Experience vs. Reality

Last week I was at the ARLIS/NA Midstates Chapter fall meeting, graciously hosted by Chapter president Rebecca Price and the University of Michigan Libraries. In a panel discussion, Ray Silverman (director of the Museum Studies program at the University of Michigan) and Jennifer Gustafson (Practicum Coordinator for the School of Library & Information Science at Wayne State University) talked about the relationship between the digital and the real and its impact on museums as well as libraries.

Museums, they said, are getting away from the object and moving towards the experience, and they discussed The Henry Ford (no longer the Henry Ford Museum and Greenfield Village) as an example. There, a $32 admission fee provides access to a range of experiences, from riding in a Model T to playing historic baseball.

Libraries, however, are also moving this direction. A great divestiture of physical collections is underway in the wake of our shift to the electronic and in preparation for – what? Several librarians at the conference discussed the wholesale de-accessioning of visual resources collections, something that has been underway for years now. Tony White, director of the Fine Arts Library at Indiana University, talked about the demise of the branch library and how he fears his library (now that it has absorbed the Visual Resources Center) may not be freestanding for much longer. Price brought up the de-duping proposal being discussed by the CICs: it begins with journals, but ends, we imagine, with thinner and more mobile physical collections, cooperatively owned, and research libraries whose floors of stacks have been transformed into flexible learning commons designed to hold the experiences of different audiences – first-year students, graduate students, faculty.

This is not only going on in the ARL libraries of the world – in my own mid-sized academic library we recently closed a branch (our science library) and have undertaken, along with other Ohio academic libraries, a massive deduping project, beginning with journals.

And what about roles? Silverman pointed out that as museums shift to providing experiences, curators actually become more like librarians, who have traditionally been less focused on collecting objects (though collect we do) and more on helping people. And White predicts that librarians’ roles as collection specialists will become a thing of the past as consolidated collections require less distributed expertise. Several weeks ago I blogged about this very future for electronic resources, though the reality on the ground right now makes it seem rather distant.

Ironically, Silverman predicted a “re-discovery of the real” – that the object itself will become more important than it’s ever been. But “the books are going,” as Price said. For libraries, what form will that object take when the books are gone? Will we create experiences with our special collections? Prize the digital object instead of the physical? Remember, for many, libraries’ brand is still books, and some people still want them, just like some museum-goers still want art. It would be awful to re-discover this reality only after the books are gone.

Author: afry

Amy is the Electronic Resources Coordinator at Bowling Green State University in Ohio and the instruction liaison for the Art Department. She received her library degree from the University of Illinois in 2003 and has been a librarian at academic libraries in Missouri, Minnesota and California.
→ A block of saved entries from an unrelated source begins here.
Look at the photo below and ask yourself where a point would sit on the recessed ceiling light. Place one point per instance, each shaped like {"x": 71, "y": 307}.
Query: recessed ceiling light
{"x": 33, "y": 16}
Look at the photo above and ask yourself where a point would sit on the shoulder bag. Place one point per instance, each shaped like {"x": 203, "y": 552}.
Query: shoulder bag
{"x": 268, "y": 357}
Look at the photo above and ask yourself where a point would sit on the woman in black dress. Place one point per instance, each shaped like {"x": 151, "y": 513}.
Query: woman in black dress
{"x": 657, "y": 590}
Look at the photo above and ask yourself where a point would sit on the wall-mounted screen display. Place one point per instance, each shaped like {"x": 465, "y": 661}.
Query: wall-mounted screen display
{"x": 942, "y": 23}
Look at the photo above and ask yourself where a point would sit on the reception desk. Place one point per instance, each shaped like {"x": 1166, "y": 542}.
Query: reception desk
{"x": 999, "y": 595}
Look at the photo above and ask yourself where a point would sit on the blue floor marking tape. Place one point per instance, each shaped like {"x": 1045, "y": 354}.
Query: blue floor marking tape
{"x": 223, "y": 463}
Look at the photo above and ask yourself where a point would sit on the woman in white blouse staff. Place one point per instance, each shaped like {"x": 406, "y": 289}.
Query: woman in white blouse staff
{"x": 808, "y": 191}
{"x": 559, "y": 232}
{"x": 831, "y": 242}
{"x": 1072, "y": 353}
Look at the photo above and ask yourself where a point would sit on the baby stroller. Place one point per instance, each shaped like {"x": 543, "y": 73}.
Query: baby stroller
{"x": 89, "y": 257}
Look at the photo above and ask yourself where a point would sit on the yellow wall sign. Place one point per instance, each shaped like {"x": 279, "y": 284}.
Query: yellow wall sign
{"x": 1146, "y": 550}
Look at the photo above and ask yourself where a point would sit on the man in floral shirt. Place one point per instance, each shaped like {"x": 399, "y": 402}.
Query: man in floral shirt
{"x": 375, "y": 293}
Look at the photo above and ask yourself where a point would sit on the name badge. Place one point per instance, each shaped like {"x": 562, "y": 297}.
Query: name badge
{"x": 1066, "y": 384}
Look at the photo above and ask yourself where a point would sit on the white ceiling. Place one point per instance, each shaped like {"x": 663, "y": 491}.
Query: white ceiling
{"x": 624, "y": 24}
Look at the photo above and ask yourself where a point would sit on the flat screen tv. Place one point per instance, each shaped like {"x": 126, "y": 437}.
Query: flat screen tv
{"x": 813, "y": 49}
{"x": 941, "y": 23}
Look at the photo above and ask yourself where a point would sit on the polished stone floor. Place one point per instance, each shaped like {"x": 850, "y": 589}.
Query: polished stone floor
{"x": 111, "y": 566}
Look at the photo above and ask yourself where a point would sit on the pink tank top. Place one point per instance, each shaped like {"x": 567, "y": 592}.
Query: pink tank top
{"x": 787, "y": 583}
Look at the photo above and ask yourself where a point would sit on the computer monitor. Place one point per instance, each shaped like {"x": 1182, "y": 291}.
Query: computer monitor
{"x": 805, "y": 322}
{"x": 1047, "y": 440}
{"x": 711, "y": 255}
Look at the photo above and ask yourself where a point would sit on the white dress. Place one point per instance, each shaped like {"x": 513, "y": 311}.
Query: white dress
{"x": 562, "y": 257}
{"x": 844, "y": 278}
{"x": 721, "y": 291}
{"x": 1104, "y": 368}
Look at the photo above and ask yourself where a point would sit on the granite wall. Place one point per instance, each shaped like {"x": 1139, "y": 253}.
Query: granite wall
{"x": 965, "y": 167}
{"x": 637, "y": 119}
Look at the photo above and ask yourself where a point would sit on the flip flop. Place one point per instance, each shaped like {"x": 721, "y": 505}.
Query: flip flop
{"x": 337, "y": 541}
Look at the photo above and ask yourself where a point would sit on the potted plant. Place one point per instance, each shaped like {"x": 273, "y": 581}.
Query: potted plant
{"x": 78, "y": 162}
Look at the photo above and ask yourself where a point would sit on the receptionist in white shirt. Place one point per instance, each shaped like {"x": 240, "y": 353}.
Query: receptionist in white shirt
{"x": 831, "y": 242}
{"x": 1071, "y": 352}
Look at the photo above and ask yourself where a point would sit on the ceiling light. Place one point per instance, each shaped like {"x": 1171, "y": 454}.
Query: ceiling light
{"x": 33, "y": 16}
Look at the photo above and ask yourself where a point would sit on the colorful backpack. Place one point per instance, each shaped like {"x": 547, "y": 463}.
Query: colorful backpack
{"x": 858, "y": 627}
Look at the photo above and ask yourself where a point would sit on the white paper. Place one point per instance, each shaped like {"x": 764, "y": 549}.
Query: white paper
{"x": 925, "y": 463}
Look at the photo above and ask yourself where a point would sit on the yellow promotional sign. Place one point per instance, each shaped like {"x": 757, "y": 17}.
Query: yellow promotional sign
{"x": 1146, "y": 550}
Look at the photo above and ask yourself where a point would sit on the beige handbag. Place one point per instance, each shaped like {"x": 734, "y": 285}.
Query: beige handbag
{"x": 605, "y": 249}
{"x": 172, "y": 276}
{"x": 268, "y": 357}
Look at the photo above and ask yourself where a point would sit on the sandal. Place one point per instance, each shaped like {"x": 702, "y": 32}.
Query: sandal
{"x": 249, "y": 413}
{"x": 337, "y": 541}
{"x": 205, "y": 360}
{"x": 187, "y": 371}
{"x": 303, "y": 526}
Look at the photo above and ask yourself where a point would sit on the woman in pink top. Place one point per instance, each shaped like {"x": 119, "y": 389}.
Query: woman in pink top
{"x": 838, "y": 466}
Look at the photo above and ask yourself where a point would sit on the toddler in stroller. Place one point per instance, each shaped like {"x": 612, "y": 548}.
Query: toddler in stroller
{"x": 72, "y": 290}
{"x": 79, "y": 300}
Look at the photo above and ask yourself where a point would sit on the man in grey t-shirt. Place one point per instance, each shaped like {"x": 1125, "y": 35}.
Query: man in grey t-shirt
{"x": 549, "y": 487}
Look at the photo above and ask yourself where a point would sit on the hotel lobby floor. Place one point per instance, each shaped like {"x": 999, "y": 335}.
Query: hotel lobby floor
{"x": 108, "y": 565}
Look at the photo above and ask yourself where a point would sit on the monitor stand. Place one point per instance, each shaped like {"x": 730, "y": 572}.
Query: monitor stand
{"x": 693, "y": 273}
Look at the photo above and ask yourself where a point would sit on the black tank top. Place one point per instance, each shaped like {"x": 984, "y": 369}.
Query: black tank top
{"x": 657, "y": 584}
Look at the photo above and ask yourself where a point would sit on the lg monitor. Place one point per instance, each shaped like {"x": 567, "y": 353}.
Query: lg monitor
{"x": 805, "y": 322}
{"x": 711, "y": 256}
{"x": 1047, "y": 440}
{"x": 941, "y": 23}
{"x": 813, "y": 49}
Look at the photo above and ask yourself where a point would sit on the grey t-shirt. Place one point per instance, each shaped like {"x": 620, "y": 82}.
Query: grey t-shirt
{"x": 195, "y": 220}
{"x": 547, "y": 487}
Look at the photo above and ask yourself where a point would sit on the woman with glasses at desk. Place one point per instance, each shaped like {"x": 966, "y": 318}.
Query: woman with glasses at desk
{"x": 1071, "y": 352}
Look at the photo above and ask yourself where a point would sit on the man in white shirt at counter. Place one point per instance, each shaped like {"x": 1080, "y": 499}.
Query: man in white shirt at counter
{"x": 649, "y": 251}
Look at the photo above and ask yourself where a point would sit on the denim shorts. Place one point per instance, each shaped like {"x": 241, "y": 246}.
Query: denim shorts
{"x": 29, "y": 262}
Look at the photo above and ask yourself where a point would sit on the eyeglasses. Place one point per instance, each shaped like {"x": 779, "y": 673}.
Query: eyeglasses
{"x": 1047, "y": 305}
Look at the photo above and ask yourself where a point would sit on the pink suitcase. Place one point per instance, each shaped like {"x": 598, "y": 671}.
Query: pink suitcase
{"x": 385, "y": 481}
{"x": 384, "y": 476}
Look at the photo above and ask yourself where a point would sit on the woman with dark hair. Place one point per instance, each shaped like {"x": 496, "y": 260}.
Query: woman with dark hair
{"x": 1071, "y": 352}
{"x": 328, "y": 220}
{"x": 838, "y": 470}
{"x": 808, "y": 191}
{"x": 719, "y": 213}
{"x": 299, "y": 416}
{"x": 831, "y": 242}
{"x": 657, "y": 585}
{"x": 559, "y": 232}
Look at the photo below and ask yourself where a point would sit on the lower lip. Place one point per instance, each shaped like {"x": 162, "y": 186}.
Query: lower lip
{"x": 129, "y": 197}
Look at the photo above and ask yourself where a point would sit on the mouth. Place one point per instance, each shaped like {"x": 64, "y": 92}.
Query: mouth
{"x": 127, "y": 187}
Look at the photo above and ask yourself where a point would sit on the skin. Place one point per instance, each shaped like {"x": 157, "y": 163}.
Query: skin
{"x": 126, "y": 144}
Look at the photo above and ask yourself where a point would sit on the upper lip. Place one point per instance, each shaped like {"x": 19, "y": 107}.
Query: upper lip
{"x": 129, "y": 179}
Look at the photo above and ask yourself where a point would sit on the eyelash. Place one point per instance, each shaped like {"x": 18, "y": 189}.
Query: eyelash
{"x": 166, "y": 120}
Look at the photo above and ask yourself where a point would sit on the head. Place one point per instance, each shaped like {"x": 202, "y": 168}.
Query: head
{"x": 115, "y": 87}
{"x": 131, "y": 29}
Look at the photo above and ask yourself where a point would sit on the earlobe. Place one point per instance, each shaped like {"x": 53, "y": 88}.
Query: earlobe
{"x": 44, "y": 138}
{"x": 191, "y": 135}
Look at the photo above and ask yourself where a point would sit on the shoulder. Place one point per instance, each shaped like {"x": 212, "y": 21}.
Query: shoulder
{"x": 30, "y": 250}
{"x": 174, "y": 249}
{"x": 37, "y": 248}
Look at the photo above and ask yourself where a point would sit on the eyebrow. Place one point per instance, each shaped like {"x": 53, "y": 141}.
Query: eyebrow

2 thoughts on “Experience vs. Reality”

  1. I really like the idea of more flexible learning spaces in academic libraries — we are certainly feeling the crunch in the library where I work, with the rapidly increasing enrollment we’ve seen over the past few years. But lately I’ve found myself wondering whether our cooperative borrowing agreements might actually be pushing many of our students *away* from using books. Faculty, graduate students and advanced undergrads who have experience with research likely plan far enough ahead to request books from off-campus storage or another institution. But many students don’t realize that books from other locations might be useful in their research, and by the time they come to the library it’s too late for them to expand their search beyond our walls. I wonder what will happen with our students’ research if it’s true that “the books are going?”

  2. It’s also not easy to tell from the average catalog record whether a book will actually be useful for an undergrad project. Yet books are often more accessible than scholarly articles, which tend to be less likely to frame an issue in its context and assume you are already au fait.

    A good, current, well-managed book collection that enables students who are not expert to discover both key works and new books on topics of interest is important to many fields in which books remain a major form for conveying knowledge.

    It makes sense to weed collections and/or to store some materials if there’s no space, but it’s rarely an “either/or” situation. As a sign at the Rally to Restore Sanity stated: what do we want? Evidence-based change. When do we want it? After peer review.

    I think we sometimes are eager to follow trends and try to take our users with us, kicking and screaming, when talking to our users is important – honestly, without deferring to evidence-free reasoning (like “but you can’t store books, I have to browse” – “when were you last in the library browsing?” “Uh … 1987?”) We also need to realize that if we have multiple constituents – undgrads, grads, faculty, other researchers – we can’t base our decisions on one group only, even if they are the people we see face to face most often.